Schon im Impulsvortrag wurden zahlreiche Grenzen überwunden. MATTHIEU PIGNOT (Namur) zeigte, dass die Verbreitung bedeutender augustinischen Schriftsammlungen im heutigen Nordfrankreich, Belgien und Westdeutschland die Grundlage für einen Großteil der späteren mittelalterlichen Überlieferung in Europa bildete. Bücher und Texte bieten Grundlagen für die Zukunft und erlauben es manchen Gemeinschaften auch, sich selbst (besser) zu definieren. CATHERINE ROSBROOK (Gent) stellte dar, wie lotharingische und burgundische Mönche im 10. und frühen 11. Jahrhundert „Narrative des Unterscheidens“ (narratives of distinction) entwickelten, um sich von anderen Mitgliedern der Gesellschaft abzusetzen, etwa durch vertiefte, gleichzeitig aber auch ausgeglichene intellektuelle Arbeit oder eingeschränkte Ernährung. Texte können auch physisch verankert sein, wie es JOHANNES BÜGE (Heidelberg) in Erinnerung brachte. Seine Studie der karolingischen Tituli legte dar, wie vernetzt Dichtung sein konnte und wie Dichter und Auftraggeber auch über politische Grenzen hinweg miteinander in Verbindung traten. Während des Abendvortrags setzte BASTIEN DUBUISSON (Namur) diese Überlegungen fort mit einer Vorstellung der Ergebnisse seiner kürzlich eingereichten Dissertation zur hagiographischen Kultur in der Diözese Trier im Spätmittelalter.

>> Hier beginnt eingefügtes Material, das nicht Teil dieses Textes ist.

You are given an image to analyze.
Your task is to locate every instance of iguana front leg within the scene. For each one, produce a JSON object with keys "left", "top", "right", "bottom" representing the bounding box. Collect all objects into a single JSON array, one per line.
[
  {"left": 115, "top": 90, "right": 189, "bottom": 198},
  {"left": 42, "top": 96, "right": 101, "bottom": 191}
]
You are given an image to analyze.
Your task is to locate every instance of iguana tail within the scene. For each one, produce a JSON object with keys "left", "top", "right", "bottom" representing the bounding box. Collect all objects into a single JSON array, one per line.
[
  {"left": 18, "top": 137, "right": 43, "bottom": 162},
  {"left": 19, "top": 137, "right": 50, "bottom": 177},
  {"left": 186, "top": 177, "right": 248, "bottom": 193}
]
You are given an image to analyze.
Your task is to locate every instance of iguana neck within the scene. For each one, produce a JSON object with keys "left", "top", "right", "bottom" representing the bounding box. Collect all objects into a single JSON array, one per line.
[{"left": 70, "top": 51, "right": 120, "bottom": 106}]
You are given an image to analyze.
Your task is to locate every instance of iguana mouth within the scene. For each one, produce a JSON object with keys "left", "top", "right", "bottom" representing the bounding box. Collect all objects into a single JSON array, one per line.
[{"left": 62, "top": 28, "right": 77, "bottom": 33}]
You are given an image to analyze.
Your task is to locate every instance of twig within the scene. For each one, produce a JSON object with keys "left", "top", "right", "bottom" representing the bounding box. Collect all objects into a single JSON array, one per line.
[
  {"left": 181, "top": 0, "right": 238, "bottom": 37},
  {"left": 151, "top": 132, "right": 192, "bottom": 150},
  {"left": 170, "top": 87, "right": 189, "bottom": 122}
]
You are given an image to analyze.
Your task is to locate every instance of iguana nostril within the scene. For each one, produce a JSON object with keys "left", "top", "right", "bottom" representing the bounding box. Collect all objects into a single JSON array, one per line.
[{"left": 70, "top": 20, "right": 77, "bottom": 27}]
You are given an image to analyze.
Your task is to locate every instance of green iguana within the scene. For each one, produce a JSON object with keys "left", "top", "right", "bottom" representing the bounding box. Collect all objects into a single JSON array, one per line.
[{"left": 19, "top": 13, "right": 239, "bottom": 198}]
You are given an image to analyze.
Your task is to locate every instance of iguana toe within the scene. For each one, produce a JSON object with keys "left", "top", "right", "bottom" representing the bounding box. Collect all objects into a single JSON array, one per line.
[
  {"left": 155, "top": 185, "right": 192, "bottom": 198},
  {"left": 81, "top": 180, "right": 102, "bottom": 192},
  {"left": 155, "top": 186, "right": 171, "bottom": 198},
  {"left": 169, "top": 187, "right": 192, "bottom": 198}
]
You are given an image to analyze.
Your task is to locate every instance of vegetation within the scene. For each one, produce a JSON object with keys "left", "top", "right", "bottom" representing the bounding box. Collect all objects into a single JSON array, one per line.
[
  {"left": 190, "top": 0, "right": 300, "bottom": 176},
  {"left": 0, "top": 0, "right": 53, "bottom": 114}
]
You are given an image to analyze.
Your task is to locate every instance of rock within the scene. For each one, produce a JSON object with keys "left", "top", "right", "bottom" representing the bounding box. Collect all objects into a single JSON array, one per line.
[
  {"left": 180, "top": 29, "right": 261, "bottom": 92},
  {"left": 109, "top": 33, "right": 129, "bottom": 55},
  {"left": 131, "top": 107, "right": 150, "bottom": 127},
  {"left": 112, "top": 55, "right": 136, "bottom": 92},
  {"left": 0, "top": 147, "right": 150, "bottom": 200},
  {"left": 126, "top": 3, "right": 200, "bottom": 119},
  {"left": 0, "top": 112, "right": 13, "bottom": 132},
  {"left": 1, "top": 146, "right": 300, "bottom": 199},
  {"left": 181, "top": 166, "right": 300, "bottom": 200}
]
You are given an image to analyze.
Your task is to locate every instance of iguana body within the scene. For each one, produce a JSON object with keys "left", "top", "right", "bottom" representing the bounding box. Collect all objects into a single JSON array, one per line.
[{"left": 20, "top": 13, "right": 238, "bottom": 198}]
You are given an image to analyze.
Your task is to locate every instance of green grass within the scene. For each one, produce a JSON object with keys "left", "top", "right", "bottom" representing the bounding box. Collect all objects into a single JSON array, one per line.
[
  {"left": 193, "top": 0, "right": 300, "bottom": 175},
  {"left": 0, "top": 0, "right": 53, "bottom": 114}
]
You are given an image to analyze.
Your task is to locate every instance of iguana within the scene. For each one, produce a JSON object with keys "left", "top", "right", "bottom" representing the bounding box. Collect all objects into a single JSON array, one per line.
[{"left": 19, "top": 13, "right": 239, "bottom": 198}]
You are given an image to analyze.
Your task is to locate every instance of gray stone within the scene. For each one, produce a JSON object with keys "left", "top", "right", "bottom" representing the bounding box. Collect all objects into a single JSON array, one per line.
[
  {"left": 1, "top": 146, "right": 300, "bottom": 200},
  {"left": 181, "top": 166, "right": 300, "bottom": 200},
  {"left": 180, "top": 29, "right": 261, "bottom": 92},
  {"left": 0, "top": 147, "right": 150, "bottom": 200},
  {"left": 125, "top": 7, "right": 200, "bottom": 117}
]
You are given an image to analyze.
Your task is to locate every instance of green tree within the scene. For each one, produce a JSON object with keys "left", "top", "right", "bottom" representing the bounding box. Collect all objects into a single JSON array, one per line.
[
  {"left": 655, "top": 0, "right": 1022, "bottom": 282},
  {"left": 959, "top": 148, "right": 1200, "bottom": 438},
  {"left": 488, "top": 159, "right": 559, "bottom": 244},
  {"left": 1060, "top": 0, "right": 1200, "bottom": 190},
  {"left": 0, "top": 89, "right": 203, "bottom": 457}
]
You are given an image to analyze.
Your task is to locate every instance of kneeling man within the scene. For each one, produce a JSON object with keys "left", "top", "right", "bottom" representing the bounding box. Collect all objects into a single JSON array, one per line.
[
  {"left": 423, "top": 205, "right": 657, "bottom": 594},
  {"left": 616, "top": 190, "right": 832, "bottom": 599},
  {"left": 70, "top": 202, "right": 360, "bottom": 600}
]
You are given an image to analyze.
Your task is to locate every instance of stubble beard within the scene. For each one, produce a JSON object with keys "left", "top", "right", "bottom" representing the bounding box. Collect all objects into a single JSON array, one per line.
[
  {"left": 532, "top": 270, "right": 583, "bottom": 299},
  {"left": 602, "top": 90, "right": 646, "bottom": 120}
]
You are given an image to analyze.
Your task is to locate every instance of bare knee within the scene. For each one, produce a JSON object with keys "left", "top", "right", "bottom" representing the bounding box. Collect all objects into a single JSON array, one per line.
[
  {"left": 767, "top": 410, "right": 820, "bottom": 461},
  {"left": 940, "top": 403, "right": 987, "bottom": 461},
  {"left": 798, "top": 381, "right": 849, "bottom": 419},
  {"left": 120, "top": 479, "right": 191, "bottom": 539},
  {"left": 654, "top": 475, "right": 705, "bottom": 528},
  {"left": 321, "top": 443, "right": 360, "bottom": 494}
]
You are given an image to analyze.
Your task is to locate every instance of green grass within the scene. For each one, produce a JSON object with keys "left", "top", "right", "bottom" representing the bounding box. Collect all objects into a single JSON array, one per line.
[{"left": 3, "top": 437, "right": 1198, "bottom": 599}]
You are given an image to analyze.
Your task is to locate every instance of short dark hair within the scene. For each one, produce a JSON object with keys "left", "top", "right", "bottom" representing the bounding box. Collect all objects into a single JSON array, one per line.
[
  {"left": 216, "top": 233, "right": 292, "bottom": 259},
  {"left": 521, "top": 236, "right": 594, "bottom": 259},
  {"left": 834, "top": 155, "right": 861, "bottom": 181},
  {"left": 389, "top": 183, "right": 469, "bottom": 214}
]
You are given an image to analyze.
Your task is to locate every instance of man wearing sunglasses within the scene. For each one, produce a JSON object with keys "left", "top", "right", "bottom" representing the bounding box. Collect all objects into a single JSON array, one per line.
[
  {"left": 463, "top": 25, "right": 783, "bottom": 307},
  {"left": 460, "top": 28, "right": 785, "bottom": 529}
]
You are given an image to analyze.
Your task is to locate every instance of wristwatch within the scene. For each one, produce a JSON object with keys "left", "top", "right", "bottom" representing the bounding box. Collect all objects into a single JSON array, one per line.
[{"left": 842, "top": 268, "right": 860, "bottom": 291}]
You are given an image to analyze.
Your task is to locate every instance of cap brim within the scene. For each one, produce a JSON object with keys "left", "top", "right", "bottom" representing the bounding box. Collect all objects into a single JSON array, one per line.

Unter Verwendung des Konzepts der „kulturellen Übertragung als Prisma“ untersuchte er, wie eine neue Generation von Mönchen ein mehrere Jahrhunderte altes hagiographisches und historiographisches Erbe den Anforderungen ihrer Zeit angepasst hat. Seine Untersuchungen zeigten, wie die Benediktinergemeinschaft von St. Maximin das Ziel verfolgte, über hagiographische Schriften den Herausforderungen ihrer Zeit entgegenzutreten, die durch den steten Wettbewerb zwischen Heiligtümern geprägt waren, um somit die größtmögliche Anzahl an Pilgern anzuziehen.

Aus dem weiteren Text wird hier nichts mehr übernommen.